I started thinking about all these posts about tropical animals extremely rare in zoos, which turn up as rehabilitated in their native range is substandard zoos or 'sanctuaries'. African golden cats, marbled cats, too many cattle-killing leopards to count, whatever. Most of them live short and sad lives in substandard conditions and have no chance to breed. Maybe they educate some local people about wildlife. Could zoos make a concrete effort to get such animals to good conditions? Match single rescues into pairs? Import them to start new breeding programs, maybe exchanging for another animal with educational value? In the age of internet and social media, one can know there is a rare animal in a zoo in the tropics.

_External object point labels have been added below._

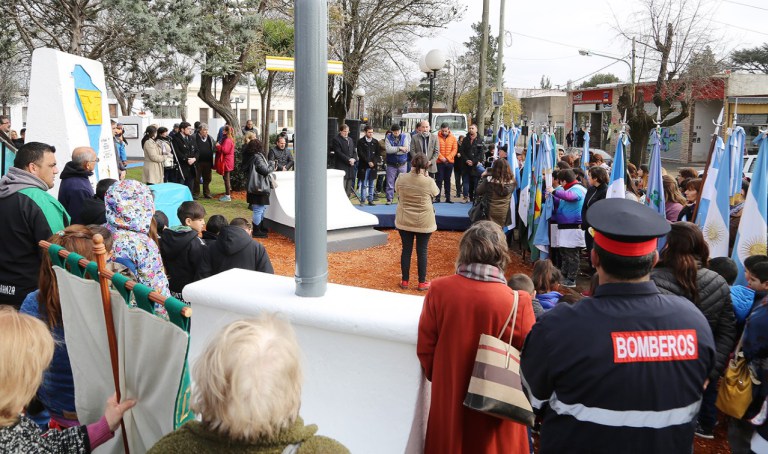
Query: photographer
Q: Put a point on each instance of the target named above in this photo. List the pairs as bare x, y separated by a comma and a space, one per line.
472, 153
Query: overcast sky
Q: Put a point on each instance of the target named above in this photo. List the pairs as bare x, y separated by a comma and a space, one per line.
547, 34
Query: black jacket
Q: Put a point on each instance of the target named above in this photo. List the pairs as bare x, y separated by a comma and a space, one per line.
368, 152
205, 148
234, 248
714, 303
471, 150
594, 194
282, 158
344, 150
185, 257
185, 148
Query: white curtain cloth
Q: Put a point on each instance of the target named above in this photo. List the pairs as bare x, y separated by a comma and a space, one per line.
151, 354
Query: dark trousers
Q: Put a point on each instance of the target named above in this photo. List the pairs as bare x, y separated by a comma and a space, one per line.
470, 181
191, 177
457, 179
227, 184
708, 411
444, 171
204, 170
740, 436
569, 259
422, 241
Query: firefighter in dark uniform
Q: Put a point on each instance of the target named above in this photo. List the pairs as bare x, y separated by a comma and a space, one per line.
622, 371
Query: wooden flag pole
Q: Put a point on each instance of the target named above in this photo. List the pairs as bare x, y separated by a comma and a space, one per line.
106, 300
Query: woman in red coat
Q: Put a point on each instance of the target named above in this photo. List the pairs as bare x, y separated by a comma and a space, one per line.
457, 310
225, 160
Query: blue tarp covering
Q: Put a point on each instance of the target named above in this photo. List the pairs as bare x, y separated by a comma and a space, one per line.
168, 197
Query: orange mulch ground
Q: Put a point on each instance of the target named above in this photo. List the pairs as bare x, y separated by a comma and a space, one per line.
379, 267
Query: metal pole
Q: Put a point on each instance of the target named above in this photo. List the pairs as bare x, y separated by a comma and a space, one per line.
499, 67
431, 90
482, 77
311, 18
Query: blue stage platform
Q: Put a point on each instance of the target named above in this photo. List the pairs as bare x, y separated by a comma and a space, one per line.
449, 216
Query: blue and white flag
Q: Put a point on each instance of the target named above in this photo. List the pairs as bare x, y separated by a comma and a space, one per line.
525, 185
512, 134
714, 219
752, 235
585, 153
708, 190
736, 144
616, 185
655, 191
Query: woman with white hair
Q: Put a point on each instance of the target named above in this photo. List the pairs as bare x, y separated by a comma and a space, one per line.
248, 392
456, 311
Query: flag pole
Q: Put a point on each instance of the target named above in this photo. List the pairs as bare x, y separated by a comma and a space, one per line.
100, 252
718, 124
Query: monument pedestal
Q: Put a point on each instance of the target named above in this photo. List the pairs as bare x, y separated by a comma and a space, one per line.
349, 229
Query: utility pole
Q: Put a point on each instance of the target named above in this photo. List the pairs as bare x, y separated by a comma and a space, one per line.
499, 67
482, 78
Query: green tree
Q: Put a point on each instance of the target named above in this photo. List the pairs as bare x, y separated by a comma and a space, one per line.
119, 33
673, 36
752, 60
599, 78
361, 31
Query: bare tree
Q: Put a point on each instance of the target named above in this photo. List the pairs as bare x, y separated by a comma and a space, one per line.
671, 34
364, 30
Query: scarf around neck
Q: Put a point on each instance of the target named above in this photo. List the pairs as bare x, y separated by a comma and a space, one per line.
481, 272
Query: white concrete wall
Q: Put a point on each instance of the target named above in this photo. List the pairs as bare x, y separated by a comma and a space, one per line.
741, 84
53, 116
361, 372
704, 113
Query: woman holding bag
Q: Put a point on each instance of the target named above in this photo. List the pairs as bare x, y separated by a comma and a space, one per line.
225, 160
456, 311
257, 168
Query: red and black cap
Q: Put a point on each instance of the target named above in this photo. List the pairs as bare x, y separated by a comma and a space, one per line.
627, 228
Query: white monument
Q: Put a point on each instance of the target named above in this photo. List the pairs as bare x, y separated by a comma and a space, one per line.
68, 109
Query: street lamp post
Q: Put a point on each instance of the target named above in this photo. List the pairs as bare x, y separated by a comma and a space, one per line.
431, 64
237, 100
359, 93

Hypothetically, yes, they could. Unfortunately I don't think it will ever really happen given relatively low interest in such imports. I think it could bring in a lot of interesting species, as well as some new bloodlines, so I'd support it if it ever happened.

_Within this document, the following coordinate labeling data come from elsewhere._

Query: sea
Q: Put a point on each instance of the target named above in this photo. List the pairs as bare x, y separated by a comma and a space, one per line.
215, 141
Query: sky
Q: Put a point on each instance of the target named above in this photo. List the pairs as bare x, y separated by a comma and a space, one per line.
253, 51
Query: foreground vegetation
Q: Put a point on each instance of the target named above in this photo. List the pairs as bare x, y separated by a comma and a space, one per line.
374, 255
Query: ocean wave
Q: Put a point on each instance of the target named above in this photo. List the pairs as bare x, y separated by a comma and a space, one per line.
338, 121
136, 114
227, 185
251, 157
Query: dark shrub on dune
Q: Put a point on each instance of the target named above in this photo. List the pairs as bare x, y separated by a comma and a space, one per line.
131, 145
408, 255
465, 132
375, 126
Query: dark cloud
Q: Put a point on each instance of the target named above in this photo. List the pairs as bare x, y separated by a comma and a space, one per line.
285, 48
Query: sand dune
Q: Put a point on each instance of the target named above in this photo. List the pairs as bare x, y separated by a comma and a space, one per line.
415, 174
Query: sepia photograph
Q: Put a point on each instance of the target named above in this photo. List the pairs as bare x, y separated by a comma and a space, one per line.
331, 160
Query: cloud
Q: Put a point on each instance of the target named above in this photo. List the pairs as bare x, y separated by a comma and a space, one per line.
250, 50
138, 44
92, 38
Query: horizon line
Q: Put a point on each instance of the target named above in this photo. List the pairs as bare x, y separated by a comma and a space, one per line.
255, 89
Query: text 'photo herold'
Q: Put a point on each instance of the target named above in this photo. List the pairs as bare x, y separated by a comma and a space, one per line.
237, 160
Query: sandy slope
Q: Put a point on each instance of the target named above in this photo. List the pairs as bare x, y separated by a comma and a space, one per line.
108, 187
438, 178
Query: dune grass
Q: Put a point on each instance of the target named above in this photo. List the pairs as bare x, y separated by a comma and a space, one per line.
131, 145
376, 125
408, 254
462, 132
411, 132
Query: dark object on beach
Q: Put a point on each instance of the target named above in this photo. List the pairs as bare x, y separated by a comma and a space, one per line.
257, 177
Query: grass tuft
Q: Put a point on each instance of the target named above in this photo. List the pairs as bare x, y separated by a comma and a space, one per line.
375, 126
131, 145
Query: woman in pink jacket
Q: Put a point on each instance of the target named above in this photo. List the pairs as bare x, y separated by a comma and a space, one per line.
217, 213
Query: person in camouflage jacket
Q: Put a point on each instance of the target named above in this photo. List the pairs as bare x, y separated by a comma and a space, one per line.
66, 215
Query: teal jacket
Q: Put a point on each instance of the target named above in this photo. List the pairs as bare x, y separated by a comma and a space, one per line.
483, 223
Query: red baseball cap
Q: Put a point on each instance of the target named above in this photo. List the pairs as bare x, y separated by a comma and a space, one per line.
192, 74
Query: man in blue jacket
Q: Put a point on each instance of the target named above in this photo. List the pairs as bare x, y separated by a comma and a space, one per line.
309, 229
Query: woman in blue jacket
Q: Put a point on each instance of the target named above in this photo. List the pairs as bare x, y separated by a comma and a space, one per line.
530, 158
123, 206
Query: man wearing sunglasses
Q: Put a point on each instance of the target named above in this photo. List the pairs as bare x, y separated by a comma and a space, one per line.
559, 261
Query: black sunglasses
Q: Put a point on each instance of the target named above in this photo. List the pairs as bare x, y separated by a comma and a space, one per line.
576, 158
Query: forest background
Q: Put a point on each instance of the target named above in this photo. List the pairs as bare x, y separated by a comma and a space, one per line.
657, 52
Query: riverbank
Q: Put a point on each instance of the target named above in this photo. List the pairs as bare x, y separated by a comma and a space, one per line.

Maybe , but why not just assist (via zoos in the developing world , NGO's etc.) the zoos in these felines native ranges with adequate funds to improve the enclosures and chances of captive breeding and overall husbandry ? Afterall , given the anthropogenic pressures on wild populations there will be many more animals continually being brought in to local zoos and sanctuaries injured and unable to be returned to the wild.

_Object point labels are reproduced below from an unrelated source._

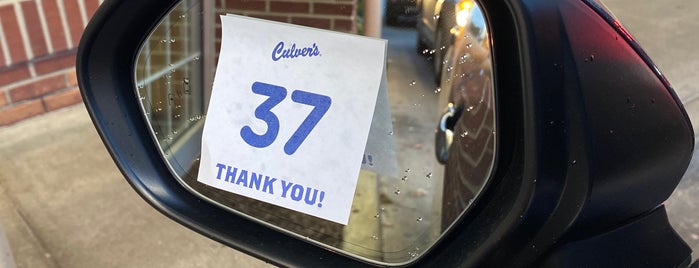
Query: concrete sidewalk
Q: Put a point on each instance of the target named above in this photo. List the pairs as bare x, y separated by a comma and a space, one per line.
63, 203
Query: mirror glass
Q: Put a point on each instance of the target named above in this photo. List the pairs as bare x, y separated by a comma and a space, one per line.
440, 97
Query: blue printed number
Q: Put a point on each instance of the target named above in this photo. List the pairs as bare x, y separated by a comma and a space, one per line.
263, 112
320, 103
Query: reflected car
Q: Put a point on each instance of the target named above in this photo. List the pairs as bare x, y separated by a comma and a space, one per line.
398, 11
437, 23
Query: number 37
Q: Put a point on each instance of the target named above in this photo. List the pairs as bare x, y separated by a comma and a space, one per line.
277, 94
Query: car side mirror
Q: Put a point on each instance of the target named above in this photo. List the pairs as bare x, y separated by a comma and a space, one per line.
548, 137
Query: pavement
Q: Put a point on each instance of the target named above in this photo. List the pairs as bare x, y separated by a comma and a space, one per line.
63, 203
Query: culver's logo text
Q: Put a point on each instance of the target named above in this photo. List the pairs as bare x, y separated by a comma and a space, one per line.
282, 52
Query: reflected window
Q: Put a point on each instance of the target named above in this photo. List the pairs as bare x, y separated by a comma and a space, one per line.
442, 125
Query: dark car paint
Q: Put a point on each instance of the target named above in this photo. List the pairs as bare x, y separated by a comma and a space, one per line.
594, 178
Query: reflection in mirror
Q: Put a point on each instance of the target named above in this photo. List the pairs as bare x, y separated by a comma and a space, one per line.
395, 218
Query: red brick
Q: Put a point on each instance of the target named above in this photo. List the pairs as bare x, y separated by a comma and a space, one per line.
13, 74
3, 99
75, 20
71, 78
246, 5
53, 20
63, 99
33, 24
8, 19
20, 112
55, 63
312, 22
38, 88
90, 7
333, 9
343, 25
289, 7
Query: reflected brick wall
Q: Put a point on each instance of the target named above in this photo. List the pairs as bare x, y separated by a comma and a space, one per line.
39, 39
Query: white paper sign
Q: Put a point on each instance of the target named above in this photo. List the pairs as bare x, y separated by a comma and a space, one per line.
290, 113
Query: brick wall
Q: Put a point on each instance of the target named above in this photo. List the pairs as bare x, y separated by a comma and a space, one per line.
39, 38
38, 41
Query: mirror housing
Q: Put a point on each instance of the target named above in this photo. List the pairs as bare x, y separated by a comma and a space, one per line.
592, 139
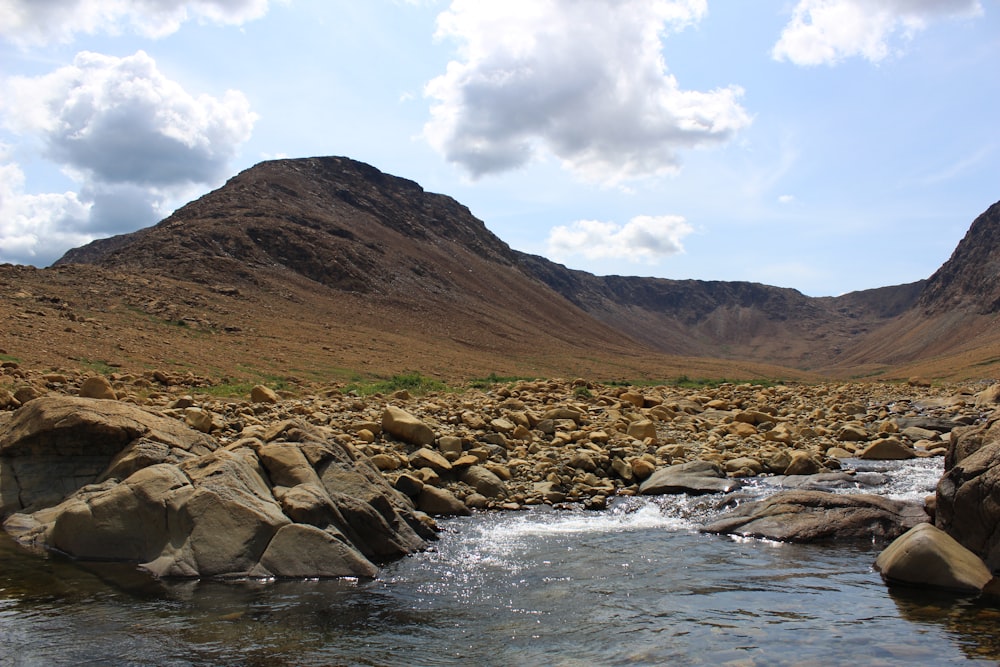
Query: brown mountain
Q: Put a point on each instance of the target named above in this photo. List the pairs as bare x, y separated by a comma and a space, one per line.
331, 262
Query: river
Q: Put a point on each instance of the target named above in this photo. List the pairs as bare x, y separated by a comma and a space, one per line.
633, 585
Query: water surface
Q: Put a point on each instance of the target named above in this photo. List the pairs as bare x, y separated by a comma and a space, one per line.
636, 584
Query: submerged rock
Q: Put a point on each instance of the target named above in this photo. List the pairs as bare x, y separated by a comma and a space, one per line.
928, 556
968, 495
807, 516
696, 477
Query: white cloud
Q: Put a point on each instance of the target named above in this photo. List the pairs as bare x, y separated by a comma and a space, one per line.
829, 31
119, 120
137, 143
583, 80
644, 238
41, 21
37, 229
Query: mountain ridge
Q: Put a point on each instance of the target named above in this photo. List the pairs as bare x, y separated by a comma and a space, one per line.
348, 227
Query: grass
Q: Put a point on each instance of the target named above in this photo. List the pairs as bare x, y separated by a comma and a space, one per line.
101, 367
413, 382
493, 379
687, 382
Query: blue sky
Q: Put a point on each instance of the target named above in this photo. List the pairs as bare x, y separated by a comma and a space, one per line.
825, 145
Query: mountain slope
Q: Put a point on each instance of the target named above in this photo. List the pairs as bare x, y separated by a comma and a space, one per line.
350, 239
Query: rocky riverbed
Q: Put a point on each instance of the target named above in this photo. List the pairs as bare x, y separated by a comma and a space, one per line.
511, 445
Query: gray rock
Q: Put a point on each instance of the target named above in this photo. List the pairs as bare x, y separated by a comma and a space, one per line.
695, 478
807, 516
968, 495
927, 556
298, 505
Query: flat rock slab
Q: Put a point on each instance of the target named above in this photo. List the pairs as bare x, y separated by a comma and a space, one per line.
807, 516
694, 478
827, 481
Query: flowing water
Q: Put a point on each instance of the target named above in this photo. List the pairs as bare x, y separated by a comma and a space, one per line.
636, 584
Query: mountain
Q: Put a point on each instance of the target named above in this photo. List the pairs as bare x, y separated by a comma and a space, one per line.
345, 240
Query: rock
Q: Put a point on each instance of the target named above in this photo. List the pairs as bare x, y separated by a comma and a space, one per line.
401, 424
198, 419
852, 433
802, 463
886, 449
98, 386
989, 396
806, 516
696, 477
550, 492
7, 400
642, 468
780, 433
450, 446
297, 505
917, 433
744, 463
384, 461
27, 393
968, 495
409, 485
261, 394
300, 551
926, 556
428, 458
484, 482
440, 502
828, 481
54, 445
642, 429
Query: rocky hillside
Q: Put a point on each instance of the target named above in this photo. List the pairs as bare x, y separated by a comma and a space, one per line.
348, 240
970, 279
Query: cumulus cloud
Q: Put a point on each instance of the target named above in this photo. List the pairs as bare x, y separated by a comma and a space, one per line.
119, 120
29, 22
583, 80
135, 140
37, 229
829, 31
644, 238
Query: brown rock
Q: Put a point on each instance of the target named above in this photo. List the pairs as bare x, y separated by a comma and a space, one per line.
261, 394
806, 516
927, 556
408, 428
98, 386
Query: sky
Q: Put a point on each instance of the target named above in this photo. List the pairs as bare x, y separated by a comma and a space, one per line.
823, 145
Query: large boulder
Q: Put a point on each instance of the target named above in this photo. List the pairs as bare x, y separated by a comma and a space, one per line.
807, 516
928, 556
407, 427
130, 485
968, 494
54, 445
694, 478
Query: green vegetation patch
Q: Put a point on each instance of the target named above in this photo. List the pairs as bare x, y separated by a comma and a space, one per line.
687, 382
413, 382
493, 379
101, 367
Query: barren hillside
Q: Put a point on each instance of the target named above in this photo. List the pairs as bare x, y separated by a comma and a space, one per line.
328, 268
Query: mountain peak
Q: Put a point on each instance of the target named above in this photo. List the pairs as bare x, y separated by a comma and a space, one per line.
970, 279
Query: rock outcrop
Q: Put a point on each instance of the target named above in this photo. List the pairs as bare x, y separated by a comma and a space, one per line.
968, 495
695, 478
928, 556
808, 516
102, 480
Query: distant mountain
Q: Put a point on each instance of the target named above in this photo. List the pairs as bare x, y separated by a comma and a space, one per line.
970, 279
348, 228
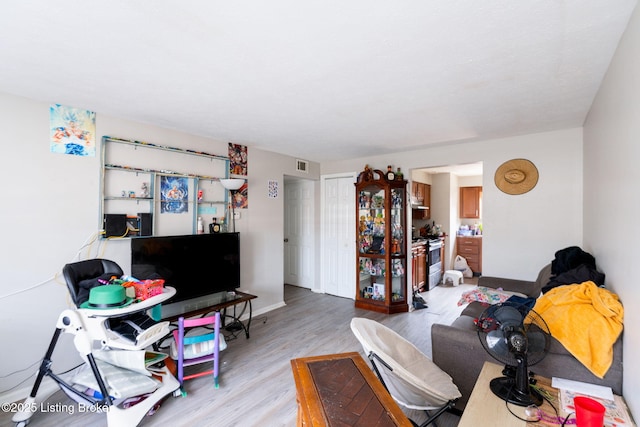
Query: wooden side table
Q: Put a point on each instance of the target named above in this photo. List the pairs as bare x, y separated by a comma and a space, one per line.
486, 409
341, 390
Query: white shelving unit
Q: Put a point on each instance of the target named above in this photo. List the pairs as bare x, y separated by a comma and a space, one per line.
127, 165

This is totally possible and is something that happens here in America the only difference is that many of the animals get sent to very large and skilled zoos whereas in Africa it is small groups of locals with little experience. For example, the Bronx zoo helped rehabilitate the African spray toad by forming a partnership with a small organization in Africa and the two work together to breed and then release spray toads. The same concept could totally be used in large mammals.